The horrific thing about Osama bin Laden was that he helped to kill thousands of innocent people throughout the world. But he was also in a strange way a godsend to the west. He simplified the world. When communism collapsed in 1989, the big story that had been hardwired into citizens of western countries – that of the global battle against a distant dark and evil force – came to an abrupt end. Understanding the world became much more complicated until, amid the confusion of a global economic crisis in 1998 and the hysterical spectacle of the Monica Lewinsky affair, Bin Laden emerged as the mastermind behind the bombings of embassies in east Africa.
President Clinton immediately seized on it. He fired off cruise missiles, they missed, and everyone accused Clinton of using Bin Laden to take the heat off himself. But if you look back at some of the pieces television reporters did that day in Washington, you can see something else too: the murky shape of an old story slowly re-emerging, like a wreck rising up from the sea.
Bin Laden and his ideological mentor, Ayman al-Zawahiri, talked about "the near enemy" and the "far enemy". But from 2001 onwards they became America's "far enemy". Neoconservative politicians, who had last tasted real power under President Reagan during the cold war, took the few known facts about Bin Laden and Zawahiri and fitted them to the template they knew so well: an evil enemy with sleeper cells and "tentacles" throughout the world, whose sole aim was the destruction of western civilisation. Al-Qaida became the new Soviet Union, and in the process Bin Laden became a demonic, terrifyingly powerful figure brooding in a cave while he controlled and directed the al-Qaida network throughout the world. In this way, a serious but manageable terrorist threat became grossly exaggerated.
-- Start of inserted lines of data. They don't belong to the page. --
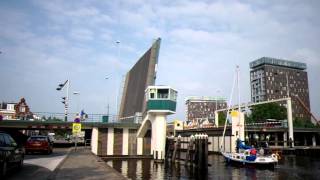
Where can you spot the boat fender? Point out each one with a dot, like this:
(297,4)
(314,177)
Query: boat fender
(274,156)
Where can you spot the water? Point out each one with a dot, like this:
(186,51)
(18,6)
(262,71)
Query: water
(289,167)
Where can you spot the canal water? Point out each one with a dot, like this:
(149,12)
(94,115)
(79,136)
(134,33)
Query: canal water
(289,167)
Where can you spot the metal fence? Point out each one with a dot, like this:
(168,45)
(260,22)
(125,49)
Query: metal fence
(52,116)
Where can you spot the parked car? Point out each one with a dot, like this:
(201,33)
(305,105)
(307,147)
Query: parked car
(39,144)
(11,154)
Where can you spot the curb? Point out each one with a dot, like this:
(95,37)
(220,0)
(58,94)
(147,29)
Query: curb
(53,175)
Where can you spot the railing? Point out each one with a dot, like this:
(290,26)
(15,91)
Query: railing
(59,117)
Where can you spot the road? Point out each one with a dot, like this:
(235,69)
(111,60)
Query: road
(39,166)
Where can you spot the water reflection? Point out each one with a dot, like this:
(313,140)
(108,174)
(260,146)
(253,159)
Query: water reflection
(290,167)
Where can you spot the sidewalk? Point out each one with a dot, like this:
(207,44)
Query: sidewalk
(83,165)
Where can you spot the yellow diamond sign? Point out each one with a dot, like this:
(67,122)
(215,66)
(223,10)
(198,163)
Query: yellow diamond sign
(234,113)
(76,128)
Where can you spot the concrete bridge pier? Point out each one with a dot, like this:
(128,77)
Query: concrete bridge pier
(158,137)
(161,102)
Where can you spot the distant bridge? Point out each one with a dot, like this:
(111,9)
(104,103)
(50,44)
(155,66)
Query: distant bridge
(45,125)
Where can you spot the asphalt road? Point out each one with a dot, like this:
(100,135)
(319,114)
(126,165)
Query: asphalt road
(39,166)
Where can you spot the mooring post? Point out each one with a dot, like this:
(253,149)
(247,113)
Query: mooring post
(178,147)
(205,163)
(200,145)
(189,151)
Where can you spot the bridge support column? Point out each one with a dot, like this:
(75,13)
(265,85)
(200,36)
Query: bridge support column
(158,137)
(314,142)
(285,139)
(110,141)
(290,123)
(216,118)
(139,146)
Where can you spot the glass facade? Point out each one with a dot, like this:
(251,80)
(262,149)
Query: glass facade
(278,62)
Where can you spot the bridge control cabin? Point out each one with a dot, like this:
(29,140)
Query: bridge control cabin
(161,99)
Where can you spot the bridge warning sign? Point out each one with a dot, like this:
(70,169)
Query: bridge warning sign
(76,128)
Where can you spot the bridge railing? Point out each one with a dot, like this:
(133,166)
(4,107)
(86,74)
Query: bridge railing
(52,116)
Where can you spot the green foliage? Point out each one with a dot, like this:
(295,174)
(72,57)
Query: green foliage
(267,111)
(53,119)
(303,123)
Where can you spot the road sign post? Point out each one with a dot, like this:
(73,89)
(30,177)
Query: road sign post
(76,130)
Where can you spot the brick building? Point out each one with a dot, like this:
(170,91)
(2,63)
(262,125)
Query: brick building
(202,108)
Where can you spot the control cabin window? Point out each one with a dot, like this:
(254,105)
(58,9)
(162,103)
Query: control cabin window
(163,93)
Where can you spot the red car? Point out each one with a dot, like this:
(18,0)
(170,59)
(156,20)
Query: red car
(39,144)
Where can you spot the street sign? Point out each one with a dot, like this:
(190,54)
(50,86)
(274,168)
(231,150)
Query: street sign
(76,128)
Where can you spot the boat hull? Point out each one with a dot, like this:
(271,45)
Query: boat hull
(240,159)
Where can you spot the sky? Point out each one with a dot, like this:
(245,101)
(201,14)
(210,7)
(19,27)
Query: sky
(44,43)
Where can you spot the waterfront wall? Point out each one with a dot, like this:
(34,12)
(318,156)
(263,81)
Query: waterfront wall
(120,141)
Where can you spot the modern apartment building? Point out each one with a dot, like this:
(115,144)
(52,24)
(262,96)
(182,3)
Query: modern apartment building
(273,78)
(202,108)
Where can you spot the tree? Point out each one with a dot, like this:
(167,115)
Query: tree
(268,111)
(303,123)
(222,118)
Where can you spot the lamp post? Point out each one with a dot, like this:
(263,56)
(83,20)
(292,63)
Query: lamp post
(66,98)
(108,107)
(77,93)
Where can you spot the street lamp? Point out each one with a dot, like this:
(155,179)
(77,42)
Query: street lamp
(77,93)
(66,98)
(108,107)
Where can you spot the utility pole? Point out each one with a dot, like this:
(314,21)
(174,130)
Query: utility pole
(66,98)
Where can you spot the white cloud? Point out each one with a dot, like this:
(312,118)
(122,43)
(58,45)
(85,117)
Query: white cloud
(202,41)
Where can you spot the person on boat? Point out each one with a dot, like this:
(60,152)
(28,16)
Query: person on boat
(253,152)
(240,145)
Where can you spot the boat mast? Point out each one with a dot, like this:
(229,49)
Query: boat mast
(239,108)
(228,111)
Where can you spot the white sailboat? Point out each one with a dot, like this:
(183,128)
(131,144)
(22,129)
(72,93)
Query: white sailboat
(243,154)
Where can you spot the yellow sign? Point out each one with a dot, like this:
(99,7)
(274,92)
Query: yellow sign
(234,113)
(76,128)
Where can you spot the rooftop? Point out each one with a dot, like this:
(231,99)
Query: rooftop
(278,62)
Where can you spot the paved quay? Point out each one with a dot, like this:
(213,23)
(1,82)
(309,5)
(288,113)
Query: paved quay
(83,165)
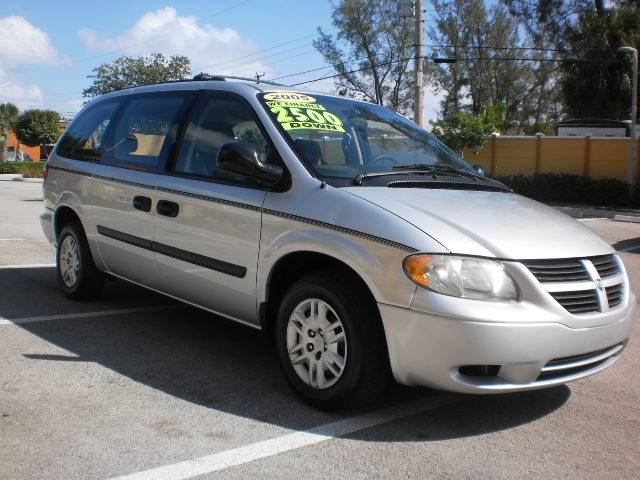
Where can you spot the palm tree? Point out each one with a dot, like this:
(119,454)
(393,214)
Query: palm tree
(8,117)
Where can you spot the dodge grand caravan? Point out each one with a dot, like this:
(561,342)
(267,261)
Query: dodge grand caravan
(364,247)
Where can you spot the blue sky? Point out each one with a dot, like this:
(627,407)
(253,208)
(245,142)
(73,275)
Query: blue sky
(48,48)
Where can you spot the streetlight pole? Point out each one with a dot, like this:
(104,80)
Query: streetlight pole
(419,64)
(631,162)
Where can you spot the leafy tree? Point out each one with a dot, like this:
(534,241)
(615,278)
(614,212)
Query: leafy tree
(126,72)
(460,130)
(594,88)
(494,119)
(491,69)
(372,52)
(38,127)
(8,117)
(548,19)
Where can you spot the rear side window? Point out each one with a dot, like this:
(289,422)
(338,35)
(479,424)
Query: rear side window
(83,140)
(144,132)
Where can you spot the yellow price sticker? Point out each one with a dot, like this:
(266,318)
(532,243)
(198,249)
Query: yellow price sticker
(290,96)
(298,118)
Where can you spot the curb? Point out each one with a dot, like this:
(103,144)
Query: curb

Journalists, many of whom also yearned for the simplicity of the old days, grabbed at this: from the outset, the reporting of the Islamist terror threat was distorted to reflect this dominant simplified narrative. And Bin Laden grabbed at it too. As the journalists who actually met him report, he was brilliant at publicity. All three – the neoconservatives, the "terror journalists", and Bin Laden himself – effectively worked together to create a dramatically simple story of looming apocalypse. It wasn't in any way a conspiracy. Each of them had stumbled in their different ways on a simplified fantasy that fitted with their own needs.
The power of this simple story propelled history forward. It allowed the neocons – and their liberal interventionist allies – to set out to try to remake the world and spread democracy. It allowed revolutionary Islamism, which throughout the 1990s had been failing dramatically to get the Arab people to rise up and follow its vision, to regain its authority. And it helped to sell a lot of newspapers.
But because we, and our leaders, retreated into a Manichean fantasy, we understood the new complexities of the real world even less. Which meant that we completely ignored what was really going on in the Arab world.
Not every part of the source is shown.